The notion of random line intersecting with a figure is surprisingly awkward to define rigorously: see Bertrand's paradox for a well-known example of the ambiguity in this kind of idea. Even a random line in the plane is not easy to define: you might try something like "a line passing at a random angle through a random point", but how do you choose a random point? There's no uniform distribution over points in the plane.

Here's a way to precisely define random line intersecting with a figure F. Let w(θ) be the width of the figure F perpendicular to the angle θ:

When F is a polygon, then w(θ) is made out of piecewise sine functions, with as many pieces as the convex hull of the polygon has antipodal pairs of vertices.
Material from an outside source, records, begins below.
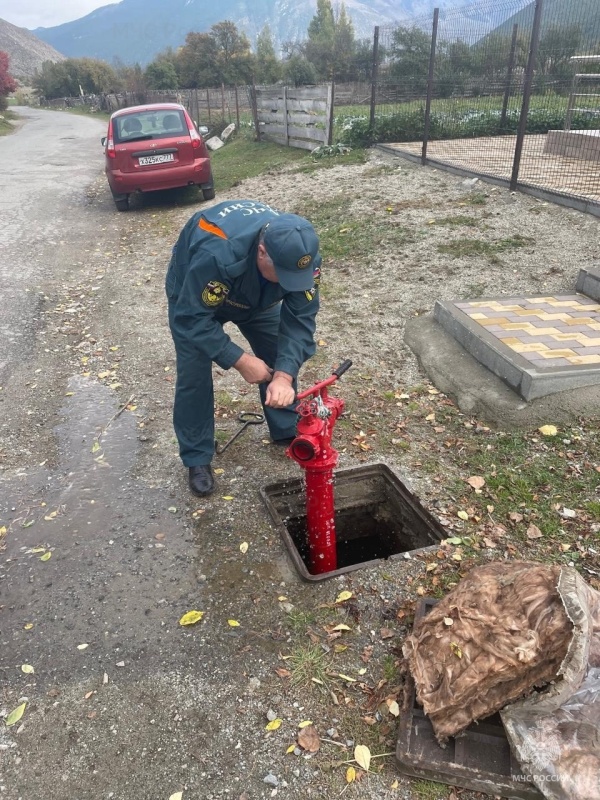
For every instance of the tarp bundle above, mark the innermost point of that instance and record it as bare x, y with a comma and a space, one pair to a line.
505, 630
499, 633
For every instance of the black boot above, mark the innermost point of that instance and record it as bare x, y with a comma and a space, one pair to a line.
201, 480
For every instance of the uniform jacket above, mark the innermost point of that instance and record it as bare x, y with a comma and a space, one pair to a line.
213, 278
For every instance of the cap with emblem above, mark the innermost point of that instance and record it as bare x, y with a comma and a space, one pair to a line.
293, 246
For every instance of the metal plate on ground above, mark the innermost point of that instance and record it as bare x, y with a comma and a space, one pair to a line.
480, 759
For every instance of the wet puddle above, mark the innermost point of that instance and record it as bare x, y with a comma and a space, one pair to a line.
121, 566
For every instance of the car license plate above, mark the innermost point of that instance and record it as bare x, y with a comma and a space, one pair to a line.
159, 159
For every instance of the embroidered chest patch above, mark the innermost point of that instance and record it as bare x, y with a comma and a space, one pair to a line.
214, 293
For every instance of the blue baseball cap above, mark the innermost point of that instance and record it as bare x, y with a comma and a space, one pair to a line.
293, 246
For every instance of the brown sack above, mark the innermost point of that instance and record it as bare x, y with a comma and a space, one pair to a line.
500, 633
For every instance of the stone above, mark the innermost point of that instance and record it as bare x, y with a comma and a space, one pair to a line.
227, 132
214, 143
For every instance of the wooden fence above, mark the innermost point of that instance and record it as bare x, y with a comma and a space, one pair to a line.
301, 117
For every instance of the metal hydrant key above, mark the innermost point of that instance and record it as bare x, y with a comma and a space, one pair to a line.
246, 418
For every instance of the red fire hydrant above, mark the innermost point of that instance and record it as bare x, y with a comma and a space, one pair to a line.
312, 450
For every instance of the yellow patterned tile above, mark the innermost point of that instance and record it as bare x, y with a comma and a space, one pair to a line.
591, 359
534, 347
538, 299
558, 353
493, 321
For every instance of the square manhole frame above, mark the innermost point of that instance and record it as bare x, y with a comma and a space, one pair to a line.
293, 490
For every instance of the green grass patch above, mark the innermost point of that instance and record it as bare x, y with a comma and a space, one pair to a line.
345, 237
467, 248
536, 477
243, 158
307, 664
5, 123
459, 219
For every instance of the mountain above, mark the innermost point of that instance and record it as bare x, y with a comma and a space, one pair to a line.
584, 14
137, 30
26, 52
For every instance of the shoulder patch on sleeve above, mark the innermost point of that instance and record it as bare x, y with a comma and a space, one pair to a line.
214, 293
316, 281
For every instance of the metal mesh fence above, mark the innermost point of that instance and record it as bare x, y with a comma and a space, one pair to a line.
505, 88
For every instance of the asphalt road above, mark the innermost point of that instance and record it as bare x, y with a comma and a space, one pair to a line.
44, 170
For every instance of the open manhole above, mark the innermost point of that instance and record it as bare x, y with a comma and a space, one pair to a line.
376, 518
479, 759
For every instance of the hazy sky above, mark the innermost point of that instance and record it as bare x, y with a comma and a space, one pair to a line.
46, 13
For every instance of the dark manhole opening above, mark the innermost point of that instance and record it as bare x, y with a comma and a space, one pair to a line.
376, 518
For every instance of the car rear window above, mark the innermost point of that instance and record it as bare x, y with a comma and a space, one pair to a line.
148, 125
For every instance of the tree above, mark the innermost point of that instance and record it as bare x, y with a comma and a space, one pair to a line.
409, 53
320, 46
7, 83
268, 67
299, 71
235, 62
344, 46
555, 50
161, 75
196, 62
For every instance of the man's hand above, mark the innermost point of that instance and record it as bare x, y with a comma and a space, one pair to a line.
253, 369
280, 392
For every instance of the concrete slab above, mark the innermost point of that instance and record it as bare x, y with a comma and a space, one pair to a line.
588, 283
477, 391
530, 342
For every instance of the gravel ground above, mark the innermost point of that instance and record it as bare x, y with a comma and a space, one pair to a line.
213, 732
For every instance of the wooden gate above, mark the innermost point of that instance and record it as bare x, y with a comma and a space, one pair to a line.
301, 117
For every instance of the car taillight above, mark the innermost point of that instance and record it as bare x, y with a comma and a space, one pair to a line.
194, 135
110, 145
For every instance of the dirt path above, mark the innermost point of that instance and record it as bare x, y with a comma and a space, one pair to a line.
149, 708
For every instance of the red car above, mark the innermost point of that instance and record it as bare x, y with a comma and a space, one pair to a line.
155, 147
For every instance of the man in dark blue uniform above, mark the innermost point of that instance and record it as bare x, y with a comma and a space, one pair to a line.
244, 262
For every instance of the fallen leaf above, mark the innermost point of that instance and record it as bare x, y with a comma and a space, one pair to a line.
191, 617
393, 707
362, 754
476, 482
283, 673
308, 739
15, 715
533, 532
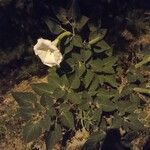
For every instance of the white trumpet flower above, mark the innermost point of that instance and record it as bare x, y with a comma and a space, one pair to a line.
48, 52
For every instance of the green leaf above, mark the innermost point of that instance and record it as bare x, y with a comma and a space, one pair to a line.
24, 99
105, 65
117, 122
76, 82
92, 27
64, 81
126, 107
67, 119
86, 54
97, 33
97, 116
135, 77
43, 88
26, 113
97, 65
68, 48
134, 123
81, 69
51, 112
45, 122
62, 15
77, 41
59, 93
81, 23
54, 80
77, 57
31, 131
105, 94
88, 78
106, 105
94, 85
111, 80
103, 45
53, 26
93, 141
74, 98
46, 100
54, 136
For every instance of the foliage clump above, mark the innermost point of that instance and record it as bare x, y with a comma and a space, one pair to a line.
86, 92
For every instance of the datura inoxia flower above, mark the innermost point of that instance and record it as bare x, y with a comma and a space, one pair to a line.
48, 52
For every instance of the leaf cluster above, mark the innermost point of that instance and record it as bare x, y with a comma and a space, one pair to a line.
84, 93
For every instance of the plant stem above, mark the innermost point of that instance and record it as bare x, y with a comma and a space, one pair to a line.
61, 36
144, 61
142, 90
94, 41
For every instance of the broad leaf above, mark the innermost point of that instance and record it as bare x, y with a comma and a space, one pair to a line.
86, 54
105, 94
97, 33
24, 99
43, 88
82, 22
53, 26
67, 119
54, 136
46, 100
62, 15
106, 105
74, 98
75, 82
88, 78
77, 41
31, 131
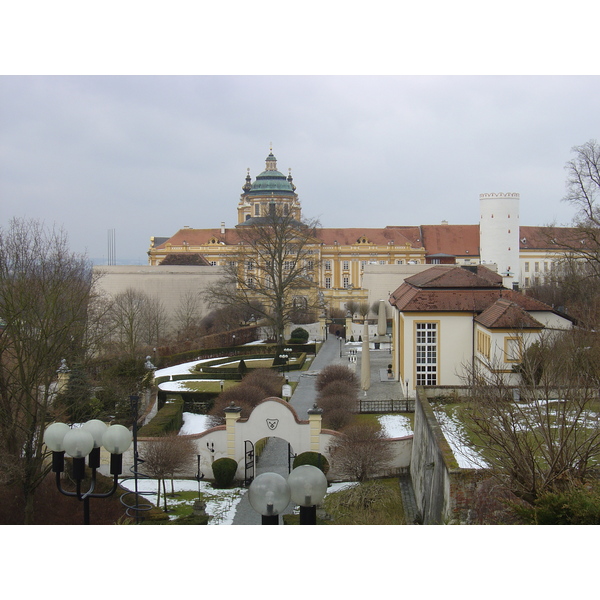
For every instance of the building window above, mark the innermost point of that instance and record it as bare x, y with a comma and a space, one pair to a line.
512, 349
484, 343
426, 353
Now, choose an angle θ using p(θ) as the probability density function, where

p(θ) = w(θ) / ∫ w(θ) dθ

and then choose the position of the line uniformly on the interval [0, w(θ)].

(Your method #2 tries to approximate p(θ) by sampling a small number of values of θ and constructing a piecewise-constant distribution. But we can get an exact result without too much extra difficulty.)

To compute the integral ∫ w(θ) dθ (and thus p(θ)), first find the convex hull of your polygon, and then use the rotating calipers method to find the antipodal pairs of vertices. Between adjacent antipodal pairs, the calipers move from θ0 to θ1, say, and in this range w(θ) is given by

w(θ) = d sin(θ − φ)

where φ is the angle of the line between the antipodal vertices d is its length, as shown in the two figures below:

Now over the range θ0 to θ1, the indefinite integral is:

w(θ) dθ = ∫ d sin(θ − φ) dθ = − d cos(θ − φ)

and so the definite integral of w(θ) for the range [θ0, θ1] is

d (cos(θ0 − φ) − cos(θ1 − φ))

Sum this up over all pairs of antipodal points and you've computed the whole integral.